Evaluate the efficacy of BMS-986489 vs durvalumab by Time to Progression (TtP). [Time Frame: Every 2 cycles (8 weeks) from Cycle 1 Day 1, for the first 6 months, then every 3 cycles (12 weeks) until disease progression or death, up to 3 years. Each cycle is 28 days.]
Time to Progression (TtP) is defined as the time from the date of randomization to the date of first documented disease progression, according to RECIST v1.1.
Evaluate the efficacy of BMS-986489 vs durvalumab by time to development of central nervous system (CNS) metastasis. [Time Frame: Every 2 cycles (8 weeks) from Cycle 1 Day 1, for the first 6 months, then every 3 cycles (12 weeks) until disease progression or death, up to 3 years. Each cycle is 28 days.]

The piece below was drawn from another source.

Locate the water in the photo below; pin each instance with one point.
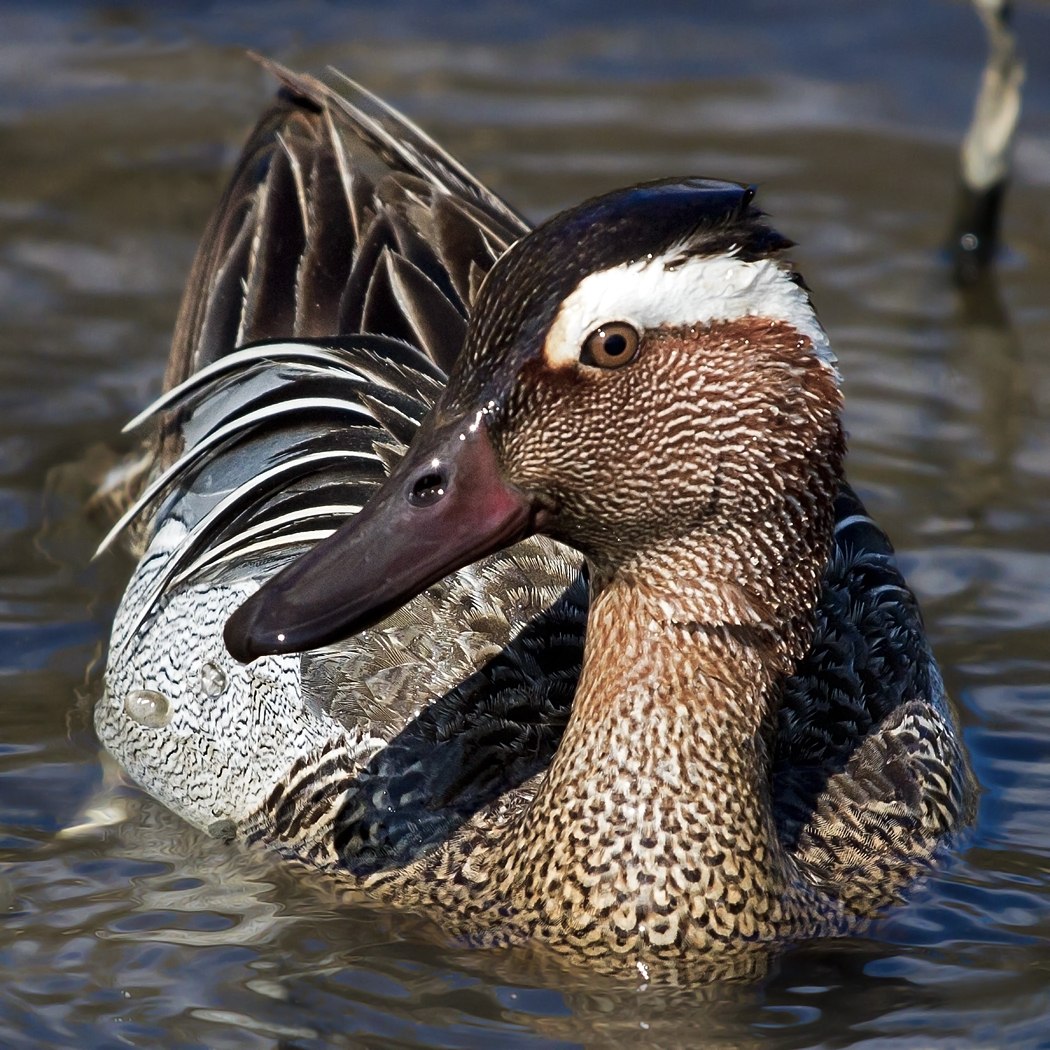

Time to development of central nervous system (CNS) metastasis is defined as the time from the date of randomization to the date of first documented CNS metastasis.
Evaluate the number of participants with adverse events following administration of BMS-986489. [Time Frame: From Cycle 1 Day 1 to 100 days after the last dose of BMS-986489. Each cycle is 28 days.]
Adverse Events to be evaluated per CTCAE v5.0 criteria from first dose of BMS-986489 to 100 days after the last dose of BMS-986489.